Rabat-joie

Chorégraphie au seuil de la médina

Elle, la casaque printanière, Sybille confiante des jours qui s’étirent, elle entre.

Lui, la désinvolture feinte, démiurge du froid et de l’obscurité, il sort. 

La kasbah domine le fleuve. Murailles ocre rouge, murs blancs d’élégantes demeures à la patine aveuglante, ruelles soulignées du bleu Klein. Patchwork de couleurs éclatantes.

Elle, elle cherche la douceur. Elle cherche la fraîcheur.  Jardin des Oudayas. Le mot lui plait. Jardin andalous. La distance est moindre.

Une porte discrète. Magnifique. Elle s’arrête

Dans le dédale des venelles de la Médina elle suit son instinct. Se côtoient la blessure des chats et celle des hommes. La fragrance des épices fait le lien.

Elle s’imagine, grain de silice aux éclats clignotant, suivre les méandres lapis lazuli d’une mosaïque. De celles qui bordent les portes entrouvertes sur la tentation

Elle jete un œil dans l’échoppe du coiffeur. Il est là. A l’aise, une serviette éponge couvrant les épaules. Elle l’avait suivi. C’était à cause de sa chemise vert-pomme. Et peut être aussi parce qu’il est beau. L’icône de l’éphèbe marocain. Il se glissait dans la foule au rythme de la musique collée à ses oreilles. Puis elle l’a perdu. Elle le veut. En photo. Telle Perette et son pot au lait elle a déjà clos son article. Il en est l’illustration parfaite. Ce jour-là elle parcourt toutes les voies de la Médina à sa recherche.

Et il est là. C’était comme s’il avait su. Comme s’il avait choisi le lieu.

Elle, sort son Nikon, lui, son sourire. . .

Conquête d’un univers entrevu depuis le hublot de l’avion.

Engloutie dans ces yeux sombres. Cadeau.

Tout devient saisissable.

Labass ?

L’oiseau s’étire et baille

« Le jeune homme dont l’œil est brillant, la peau brune,

Le beau corps de vingt ans qui devrait aller nu,

Et qu’eût, le front cerclé de cuivre, sous la lune

Adoré, dans la Perse un Génie inconnu »

Il s’appele Tasnîm

Le modèle se fait guide.

Ils vont parcourir l’envers du décor

La caverne d’Ali baba se couvre de bémols. Sur les maroquins séchés les savoir-faire deviennent vains. Ils vont jusqu’à l’océan. Il lui sourit. Son regard se porte sur le dernier rouleau entré dans l’anse formée par les digues. Des surfeurs le chevauchent jusqu’à ce qu’il cède et vienne s’excuser platement sur la plage.

A quand la révolte ?

Le temps suspendu. Les forteresses fissurées. Désirs – failles en crue

A la Bastille la clameur monte pour un  « printemps des peuples ».

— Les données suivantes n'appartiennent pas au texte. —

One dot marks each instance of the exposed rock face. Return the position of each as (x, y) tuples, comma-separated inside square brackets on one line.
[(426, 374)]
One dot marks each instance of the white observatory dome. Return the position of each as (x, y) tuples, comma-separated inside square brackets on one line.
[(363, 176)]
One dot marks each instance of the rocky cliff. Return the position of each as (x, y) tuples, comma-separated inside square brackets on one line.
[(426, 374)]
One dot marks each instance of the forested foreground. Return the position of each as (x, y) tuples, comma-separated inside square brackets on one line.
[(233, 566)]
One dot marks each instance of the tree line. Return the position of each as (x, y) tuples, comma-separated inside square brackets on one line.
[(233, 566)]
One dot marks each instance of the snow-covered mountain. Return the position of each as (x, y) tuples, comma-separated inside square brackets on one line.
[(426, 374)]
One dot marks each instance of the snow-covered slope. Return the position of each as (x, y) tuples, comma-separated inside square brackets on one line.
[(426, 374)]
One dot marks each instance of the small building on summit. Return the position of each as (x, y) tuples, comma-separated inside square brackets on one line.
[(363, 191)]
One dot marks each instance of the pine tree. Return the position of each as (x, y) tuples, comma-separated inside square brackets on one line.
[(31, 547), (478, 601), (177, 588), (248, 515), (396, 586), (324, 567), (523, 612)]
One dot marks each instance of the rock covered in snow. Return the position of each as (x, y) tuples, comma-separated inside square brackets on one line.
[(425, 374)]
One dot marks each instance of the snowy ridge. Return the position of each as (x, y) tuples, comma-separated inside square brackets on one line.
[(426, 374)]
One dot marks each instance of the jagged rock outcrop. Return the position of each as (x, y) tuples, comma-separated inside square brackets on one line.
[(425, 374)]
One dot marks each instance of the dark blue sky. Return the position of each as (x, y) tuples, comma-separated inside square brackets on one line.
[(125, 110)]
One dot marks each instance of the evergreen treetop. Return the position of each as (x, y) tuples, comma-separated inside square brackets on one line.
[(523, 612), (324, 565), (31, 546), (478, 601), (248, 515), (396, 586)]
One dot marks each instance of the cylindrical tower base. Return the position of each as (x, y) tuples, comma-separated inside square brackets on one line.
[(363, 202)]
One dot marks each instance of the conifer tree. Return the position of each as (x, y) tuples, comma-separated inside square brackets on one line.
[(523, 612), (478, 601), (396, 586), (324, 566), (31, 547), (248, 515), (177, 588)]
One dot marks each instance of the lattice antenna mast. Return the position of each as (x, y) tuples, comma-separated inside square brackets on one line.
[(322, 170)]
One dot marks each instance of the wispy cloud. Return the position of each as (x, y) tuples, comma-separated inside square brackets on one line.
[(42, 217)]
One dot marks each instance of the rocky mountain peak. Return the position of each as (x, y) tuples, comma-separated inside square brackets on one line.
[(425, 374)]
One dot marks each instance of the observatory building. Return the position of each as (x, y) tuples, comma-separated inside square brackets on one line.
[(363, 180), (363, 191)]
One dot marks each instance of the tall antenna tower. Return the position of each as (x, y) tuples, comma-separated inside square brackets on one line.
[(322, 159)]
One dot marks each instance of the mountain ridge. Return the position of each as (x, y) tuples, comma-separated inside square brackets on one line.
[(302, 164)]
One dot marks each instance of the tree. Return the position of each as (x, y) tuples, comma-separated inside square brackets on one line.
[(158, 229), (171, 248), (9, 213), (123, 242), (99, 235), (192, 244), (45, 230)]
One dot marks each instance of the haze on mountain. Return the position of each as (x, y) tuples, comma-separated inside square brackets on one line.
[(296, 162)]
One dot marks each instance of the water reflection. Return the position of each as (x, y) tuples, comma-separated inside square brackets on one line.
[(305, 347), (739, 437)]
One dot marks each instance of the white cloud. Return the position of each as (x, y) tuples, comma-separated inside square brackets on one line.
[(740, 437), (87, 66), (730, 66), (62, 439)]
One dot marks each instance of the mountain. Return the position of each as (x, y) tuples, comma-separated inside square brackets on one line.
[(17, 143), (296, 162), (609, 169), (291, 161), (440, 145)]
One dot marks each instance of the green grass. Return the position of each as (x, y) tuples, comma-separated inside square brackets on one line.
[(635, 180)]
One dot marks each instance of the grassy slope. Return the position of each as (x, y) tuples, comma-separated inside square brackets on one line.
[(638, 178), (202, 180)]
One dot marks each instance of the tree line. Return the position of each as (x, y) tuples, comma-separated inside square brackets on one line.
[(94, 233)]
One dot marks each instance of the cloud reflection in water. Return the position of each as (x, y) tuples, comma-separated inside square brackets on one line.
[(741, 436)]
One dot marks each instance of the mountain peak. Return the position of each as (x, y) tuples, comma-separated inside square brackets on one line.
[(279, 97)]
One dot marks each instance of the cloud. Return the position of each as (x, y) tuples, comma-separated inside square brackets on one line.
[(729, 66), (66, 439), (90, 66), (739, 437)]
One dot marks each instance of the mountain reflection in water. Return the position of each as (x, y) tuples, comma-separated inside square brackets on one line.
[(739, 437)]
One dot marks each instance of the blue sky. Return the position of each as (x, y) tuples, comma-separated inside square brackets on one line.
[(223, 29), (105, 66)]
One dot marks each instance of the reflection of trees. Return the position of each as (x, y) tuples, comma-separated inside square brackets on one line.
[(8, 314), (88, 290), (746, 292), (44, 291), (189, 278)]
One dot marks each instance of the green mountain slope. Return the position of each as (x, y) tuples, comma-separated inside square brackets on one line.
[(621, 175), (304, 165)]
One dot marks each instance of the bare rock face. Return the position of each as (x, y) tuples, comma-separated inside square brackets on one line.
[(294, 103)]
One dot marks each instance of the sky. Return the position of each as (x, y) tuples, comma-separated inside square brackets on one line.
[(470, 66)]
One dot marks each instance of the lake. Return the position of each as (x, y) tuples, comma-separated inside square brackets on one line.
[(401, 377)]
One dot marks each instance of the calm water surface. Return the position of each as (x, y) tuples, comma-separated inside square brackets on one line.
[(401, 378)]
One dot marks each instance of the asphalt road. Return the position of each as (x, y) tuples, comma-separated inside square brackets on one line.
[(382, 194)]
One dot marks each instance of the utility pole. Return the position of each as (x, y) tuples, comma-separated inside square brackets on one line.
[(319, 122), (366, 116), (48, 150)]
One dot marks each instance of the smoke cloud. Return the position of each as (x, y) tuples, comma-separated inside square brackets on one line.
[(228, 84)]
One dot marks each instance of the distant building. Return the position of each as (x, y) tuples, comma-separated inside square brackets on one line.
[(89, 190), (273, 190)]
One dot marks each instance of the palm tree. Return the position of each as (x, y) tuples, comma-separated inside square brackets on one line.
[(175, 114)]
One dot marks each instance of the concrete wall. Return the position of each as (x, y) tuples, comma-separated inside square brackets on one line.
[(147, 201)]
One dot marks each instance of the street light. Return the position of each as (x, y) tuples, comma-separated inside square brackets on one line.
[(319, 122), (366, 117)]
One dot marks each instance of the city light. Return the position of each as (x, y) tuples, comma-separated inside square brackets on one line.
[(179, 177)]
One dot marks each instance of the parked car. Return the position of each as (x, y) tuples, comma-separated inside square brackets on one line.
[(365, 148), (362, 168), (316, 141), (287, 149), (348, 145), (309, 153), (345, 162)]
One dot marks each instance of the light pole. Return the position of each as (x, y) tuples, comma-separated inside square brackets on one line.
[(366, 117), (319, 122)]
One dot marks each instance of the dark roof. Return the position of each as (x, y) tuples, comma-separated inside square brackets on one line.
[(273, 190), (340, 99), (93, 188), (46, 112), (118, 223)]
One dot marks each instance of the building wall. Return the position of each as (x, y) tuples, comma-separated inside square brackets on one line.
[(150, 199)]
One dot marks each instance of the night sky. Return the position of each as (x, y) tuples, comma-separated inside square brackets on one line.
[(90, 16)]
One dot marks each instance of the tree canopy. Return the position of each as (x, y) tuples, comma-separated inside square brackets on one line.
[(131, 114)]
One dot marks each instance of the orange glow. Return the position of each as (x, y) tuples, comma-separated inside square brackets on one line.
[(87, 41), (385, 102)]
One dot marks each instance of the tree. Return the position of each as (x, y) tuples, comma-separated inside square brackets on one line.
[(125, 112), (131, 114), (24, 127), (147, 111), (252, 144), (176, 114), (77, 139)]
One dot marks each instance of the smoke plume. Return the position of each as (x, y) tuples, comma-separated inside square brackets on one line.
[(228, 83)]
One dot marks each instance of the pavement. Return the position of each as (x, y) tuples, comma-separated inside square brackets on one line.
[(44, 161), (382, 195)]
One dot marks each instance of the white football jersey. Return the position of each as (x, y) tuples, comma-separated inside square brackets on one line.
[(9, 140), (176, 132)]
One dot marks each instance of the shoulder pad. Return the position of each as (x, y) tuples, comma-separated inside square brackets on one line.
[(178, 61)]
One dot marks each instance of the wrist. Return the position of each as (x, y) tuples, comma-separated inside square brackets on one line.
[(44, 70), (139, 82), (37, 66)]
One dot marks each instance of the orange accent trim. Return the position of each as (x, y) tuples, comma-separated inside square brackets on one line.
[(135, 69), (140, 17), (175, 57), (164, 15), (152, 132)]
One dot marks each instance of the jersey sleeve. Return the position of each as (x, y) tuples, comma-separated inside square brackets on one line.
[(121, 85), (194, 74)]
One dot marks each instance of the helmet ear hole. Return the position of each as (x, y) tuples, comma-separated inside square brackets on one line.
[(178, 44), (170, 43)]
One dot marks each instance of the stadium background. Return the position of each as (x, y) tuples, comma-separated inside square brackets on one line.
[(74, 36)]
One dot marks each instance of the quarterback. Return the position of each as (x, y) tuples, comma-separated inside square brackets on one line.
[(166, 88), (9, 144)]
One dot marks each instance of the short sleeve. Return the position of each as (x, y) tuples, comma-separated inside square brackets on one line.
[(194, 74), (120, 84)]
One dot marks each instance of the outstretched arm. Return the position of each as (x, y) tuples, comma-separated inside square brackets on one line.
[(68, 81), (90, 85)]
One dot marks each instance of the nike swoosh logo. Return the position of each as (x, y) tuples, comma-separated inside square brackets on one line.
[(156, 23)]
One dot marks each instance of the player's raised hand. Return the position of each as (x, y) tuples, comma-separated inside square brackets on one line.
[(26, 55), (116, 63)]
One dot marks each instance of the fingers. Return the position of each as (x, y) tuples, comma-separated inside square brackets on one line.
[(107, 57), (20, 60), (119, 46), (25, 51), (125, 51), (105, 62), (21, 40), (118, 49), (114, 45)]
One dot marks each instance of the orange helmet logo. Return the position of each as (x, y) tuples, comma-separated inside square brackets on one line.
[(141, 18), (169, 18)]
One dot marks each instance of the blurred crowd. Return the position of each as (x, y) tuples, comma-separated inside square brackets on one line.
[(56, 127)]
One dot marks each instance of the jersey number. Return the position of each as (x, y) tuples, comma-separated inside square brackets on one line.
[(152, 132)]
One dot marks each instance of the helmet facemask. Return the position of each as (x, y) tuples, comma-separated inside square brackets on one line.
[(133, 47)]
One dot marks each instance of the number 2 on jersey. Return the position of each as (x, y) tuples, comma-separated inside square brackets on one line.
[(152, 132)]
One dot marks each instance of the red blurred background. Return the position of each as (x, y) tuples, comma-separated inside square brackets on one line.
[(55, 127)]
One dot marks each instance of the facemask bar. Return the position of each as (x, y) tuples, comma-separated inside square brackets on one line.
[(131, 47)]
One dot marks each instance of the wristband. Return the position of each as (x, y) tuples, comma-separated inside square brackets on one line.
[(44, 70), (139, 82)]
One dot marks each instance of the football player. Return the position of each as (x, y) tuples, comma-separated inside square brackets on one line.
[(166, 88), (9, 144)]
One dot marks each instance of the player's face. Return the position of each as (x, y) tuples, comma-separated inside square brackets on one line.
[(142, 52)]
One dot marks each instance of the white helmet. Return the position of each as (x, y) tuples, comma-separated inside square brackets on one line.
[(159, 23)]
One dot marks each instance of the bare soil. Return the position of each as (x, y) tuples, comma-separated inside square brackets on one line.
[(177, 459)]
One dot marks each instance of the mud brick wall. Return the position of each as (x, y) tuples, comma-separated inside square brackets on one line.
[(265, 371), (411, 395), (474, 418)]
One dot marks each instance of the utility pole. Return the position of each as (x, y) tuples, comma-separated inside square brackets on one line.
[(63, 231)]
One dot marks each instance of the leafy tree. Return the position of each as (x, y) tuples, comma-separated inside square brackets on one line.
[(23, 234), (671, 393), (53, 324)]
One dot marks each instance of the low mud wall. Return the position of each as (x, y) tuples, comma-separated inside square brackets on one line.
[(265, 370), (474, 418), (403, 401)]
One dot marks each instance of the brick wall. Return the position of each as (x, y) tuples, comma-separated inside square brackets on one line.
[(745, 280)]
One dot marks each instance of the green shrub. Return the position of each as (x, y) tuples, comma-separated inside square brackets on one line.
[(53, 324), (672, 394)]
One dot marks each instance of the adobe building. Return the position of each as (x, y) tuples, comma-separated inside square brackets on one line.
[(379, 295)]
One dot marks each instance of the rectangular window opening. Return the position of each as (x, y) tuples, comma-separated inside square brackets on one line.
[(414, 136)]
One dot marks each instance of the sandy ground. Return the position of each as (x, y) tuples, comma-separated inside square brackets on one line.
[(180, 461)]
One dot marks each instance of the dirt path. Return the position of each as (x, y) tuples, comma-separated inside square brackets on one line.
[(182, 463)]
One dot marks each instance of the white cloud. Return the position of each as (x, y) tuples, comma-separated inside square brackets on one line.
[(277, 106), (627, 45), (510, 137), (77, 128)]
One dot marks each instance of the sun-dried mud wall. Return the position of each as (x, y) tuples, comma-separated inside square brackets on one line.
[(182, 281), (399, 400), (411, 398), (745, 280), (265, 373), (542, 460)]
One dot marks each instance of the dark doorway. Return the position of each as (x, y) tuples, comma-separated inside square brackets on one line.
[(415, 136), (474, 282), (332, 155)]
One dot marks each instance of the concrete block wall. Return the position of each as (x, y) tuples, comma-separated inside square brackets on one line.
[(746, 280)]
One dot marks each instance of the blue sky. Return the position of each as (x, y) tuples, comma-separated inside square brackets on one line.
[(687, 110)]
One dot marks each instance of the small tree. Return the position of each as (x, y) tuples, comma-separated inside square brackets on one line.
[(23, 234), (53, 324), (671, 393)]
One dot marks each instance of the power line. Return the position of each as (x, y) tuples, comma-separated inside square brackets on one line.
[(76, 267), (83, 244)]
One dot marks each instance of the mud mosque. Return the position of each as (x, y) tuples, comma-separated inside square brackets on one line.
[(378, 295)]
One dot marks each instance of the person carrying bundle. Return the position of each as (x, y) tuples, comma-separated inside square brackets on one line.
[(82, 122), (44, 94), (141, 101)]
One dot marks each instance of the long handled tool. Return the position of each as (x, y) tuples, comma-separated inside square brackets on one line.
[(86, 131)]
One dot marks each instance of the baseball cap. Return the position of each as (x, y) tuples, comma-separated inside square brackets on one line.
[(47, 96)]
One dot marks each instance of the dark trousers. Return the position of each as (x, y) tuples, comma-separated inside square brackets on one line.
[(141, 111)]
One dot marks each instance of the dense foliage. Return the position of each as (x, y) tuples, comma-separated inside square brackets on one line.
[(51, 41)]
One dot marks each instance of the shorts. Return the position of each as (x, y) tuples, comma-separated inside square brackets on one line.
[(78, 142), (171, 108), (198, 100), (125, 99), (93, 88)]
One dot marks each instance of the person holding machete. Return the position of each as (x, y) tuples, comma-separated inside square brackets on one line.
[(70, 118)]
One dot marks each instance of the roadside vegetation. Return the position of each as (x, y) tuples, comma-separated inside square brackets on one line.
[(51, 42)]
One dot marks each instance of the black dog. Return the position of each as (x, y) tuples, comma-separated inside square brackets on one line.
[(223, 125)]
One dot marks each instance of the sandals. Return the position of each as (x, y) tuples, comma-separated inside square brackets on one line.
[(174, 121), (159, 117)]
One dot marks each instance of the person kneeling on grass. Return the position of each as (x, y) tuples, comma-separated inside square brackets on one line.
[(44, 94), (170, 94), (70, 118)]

Ils grimpent lentement  le long des rues de la kasbah. Alignement de  potiches au gré du rayonnement solaire.

Il lui dit « ne te fie pas au théâtre de la ville »

Les bouquinistes en cité noient leur amertume dans la douceur des oranges que le paysan démuni cueille au-delà des murs. Il se murmure des soubresauts.

Il lui apprend comment dire bienvenue en arabe

Elle entend les trémolos de l’impatience

Elle ne lui jettera pas l’anathème. Il est tellement son pays. Enivrant de beauté. Chaleureux. Inquiet.

Il sait un monde où l’action n’est pas la sœur du rêve. Il veut en découdre.

Sous le soleil de midi, se joue une symphonie à deux voix. Volupté de la connivence.

Le vent du large rafraîchit les promesses.

Dans la cour le jet d’eau qui jase  (Baudelaire)

Tasnîm , source d’eau paradisiaque. Les cigognes valsent entre les nuages.

Deux enfants errent parmi les zelliges, juste le temps d’une pellicule. Juste le temps de la séduction.

Il n’en reste qu’un champ de regrets dressés sous une pluie de lumières blanches.